だから誰にも気づかれず、今の今まで私しか遊ばなかったのだ。
しかし、結界にも気づかないで遊び続けたなんて、相当な馬鹿か世間知らずか。あるいは両方。
「よくもまぁ、入れたもんだなぁ私」
だがお陰で助かったことがある。
結界が張ってあるということは、ここに招き入れたら最後、出られないということだ。
そして誰も知らないなら、私一人で片付けられる。
私は公園を出て、住宅街をふらふらと彷徨った。
デミになりかけて知ったのは、悪霊は恨みを集めたがること。完全な妖怪の姿になっても、恐らくその習性は変わらない。
それに上手くつけ込めば、雲外鏡を誘い出せる。
「──月影に眠り給へ 闇に身を委ね給へ
汝の求むる安寧は此処に在りて陽光に在らず
神の琴は安らぎの調
数える月は時を攫いて嘆きを奪う
神の舞は癒しの羽風
満ちゆく月は濡らす袖を乾かし給う」
私は三日月に歌い、くるくると踊るように道を行く。
トン、トン、トン、と地面を跳ねる。
合わせるように風が吹き、草木が揺れる。
雫を落とすように美しく、色を纏うように繊細に、私は自分の声を、言葉を、解放していった。

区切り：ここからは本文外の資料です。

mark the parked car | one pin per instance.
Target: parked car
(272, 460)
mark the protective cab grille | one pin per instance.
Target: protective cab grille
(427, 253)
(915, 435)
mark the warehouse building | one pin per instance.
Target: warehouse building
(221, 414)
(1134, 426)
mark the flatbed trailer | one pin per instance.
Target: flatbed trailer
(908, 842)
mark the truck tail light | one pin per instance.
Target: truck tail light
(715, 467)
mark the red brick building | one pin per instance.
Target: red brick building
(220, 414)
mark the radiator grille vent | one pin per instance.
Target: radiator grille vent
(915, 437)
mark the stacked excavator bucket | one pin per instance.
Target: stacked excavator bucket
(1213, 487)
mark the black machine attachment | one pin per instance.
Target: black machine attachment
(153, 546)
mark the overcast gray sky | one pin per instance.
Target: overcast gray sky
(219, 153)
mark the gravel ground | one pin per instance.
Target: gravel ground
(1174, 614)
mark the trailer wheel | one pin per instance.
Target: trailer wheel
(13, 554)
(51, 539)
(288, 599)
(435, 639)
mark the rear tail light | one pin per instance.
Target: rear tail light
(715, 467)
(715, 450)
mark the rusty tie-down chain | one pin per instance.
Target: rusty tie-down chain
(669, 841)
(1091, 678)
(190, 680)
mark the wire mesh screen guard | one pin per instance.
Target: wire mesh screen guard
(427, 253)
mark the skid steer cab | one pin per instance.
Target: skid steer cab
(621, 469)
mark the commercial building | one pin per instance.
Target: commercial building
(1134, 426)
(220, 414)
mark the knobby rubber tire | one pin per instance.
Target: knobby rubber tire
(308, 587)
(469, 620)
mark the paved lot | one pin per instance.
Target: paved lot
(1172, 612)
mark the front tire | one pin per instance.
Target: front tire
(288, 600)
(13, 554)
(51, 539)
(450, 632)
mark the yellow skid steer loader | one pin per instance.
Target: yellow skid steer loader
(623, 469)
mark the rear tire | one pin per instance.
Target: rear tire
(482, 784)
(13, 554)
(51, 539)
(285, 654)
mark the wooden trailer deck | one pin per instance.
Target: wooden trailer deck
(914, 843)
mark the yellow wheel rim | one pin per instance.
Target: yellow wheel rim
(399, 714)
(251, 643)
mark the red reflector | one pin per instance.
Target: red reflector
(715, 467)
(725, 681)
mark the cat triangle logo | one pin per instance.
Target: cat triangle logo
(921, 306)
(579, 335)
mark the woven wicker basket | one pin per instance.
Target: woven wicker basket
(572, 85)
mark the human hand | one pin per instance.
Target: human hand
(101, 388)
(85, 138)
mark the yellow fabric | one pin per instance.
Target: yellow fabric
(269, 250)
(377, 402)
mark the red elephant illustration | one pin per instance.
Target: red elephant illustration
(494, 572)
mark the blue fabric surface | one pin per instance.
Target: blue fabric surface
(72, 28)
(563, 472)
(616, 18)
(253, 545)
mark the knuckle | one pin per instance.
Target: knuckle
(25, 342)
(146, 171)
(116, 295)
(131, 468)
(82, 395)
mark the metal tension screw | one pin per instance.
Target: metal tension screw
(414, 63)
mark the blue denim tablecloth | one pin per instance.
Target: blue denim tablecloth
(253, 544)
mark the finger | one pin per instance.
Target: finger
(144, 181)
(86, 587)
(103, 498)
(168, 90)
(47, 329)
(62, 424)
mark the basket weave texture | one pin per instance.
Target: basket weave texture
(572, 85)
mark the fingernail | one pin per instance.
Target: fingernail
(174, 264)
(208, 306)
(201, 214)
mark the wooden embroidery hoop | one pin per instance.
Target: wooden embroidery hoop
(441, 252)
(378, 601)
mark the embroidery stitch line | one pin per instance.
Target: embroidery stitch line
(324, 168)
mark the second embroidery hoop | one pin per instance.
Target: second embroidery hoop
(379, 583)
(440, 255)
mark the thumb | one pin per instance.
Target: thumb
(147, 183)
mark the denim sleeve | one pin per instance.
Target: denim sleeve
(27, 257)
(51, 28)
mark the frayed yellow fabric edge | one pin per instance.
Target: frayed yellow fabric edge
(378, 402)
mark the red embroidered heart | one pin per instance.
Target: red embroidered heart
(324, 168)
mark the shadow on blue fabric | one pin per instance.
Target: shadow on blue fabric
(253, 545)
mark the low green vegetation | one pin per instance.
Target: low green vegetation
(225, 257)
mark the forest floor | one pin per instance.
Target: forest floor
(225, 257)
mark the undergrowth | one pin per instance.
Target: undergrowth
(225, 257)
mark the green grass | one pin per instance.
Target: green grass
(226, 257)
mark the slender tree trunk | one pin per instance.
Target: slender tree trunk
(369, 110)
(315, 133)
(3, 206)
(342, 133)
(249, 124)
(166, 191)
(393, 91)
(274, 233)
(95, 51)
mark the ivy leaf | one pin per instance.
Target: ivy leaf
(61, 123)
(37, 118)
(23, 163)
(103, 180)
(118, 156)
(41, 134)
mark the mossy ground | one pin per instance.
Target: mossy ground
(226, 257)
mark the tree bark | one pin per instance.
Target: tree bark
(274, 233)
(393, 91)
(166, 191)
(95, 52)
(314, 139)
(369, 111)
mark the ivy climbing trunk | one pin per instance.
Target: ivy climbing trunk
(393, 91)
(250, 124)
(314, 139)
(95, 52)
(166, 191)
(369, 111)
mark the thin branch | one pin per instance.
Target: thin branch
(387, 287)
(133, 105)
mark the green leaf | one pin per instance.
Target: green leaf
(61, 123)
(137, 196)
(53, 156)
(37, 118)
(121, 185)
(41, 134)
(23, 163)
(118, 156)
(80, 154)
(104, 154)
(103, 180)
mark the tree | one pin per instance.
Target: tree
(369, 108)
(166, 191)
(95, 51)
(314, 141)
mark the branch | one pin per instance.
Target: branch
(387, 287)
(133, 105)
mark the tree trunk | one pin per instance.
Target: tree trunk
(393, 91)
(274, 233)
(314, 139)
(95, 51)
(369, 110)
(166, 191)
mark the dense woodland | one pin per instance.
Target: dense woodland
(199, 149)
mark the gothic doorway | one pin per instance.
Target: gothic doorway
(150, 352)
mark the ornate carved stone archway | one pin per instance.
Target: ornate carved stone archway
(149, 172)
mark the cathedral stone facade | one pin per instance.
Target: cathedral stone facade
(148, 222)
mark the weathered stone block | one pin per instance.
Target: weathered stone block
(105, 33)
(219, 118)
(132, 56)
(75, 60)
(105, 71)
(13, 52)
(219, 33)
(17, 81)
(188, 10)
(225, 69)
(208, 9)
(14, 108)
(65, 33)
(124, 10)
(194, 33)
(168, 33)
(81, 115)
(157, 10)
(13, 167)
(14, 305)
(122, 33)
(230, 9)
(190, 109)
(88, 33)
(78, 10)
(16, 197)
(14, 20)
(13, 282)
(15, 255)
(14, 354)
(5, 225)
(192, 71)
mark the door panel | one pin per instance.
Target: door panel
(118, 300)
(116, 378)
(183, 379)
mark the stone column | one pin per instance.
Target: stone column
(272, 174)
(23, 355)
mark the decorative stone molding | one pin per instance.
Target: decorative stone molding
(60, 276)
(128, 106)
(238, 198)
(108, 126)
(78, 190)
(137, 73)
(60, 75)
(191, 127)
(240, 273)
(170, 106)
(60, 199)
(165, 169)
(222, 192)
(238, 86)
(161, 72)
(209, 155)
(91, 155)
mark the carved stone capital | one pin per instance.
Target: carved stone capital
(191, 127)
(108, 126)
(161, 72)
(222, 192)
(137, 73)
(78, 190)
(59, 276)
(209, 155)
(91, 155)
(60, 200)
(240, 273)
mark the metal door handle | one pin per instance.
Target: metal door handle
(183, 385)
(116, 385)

恨みの羽衣を纏い、翼のように広げると遠くから雑音が聞こえ始め、釣られるように近づいてくる。
「幸せな家は嫌い」
私が言うと、音は一つ増える。
「笑顔の子供は大嫌い」
私が踊ると、音は十に増える。
「恨まず憎まず、人の言うことを忠実に守り続けるお利口さん」
私は耳を澄ませた。
幾重にも聴こえる雑音に混じって鳴り響く、酷く歪んだ───鏡の音。
「そんな自分はもっと嫌いだ!」
私がくるりと振り返ると、雲外鏡が数多の悪霊を引き連れて空を飛んでいた。
相変わらず大きな鏡を持っていて、気持ちの悪い顔で私を見つめている。
爺の割に元気なものだ。
私は嫌味たっぷりに笑い返すと、ポケットから一枚札を出し、投げつけてやる。
風を切って飛んでいった札は、雲外鏡の顔に張り付いた。私が「爆!」と叫ぶと、札は赤い花を咲かせて奴の顔を吹き飛ばす。
私は手を合わせた。
望月がやっていた、祓い屋の礼儀作法。初めてやるが、これはいい。
どうしてやるのか何となく理解出来た。
行き場を無くした者からの、行き先一つの者への最大の皮肉。
自然と口角が上がる。気持ちが高揚する。楽しくて楽しくて仕方がなかった。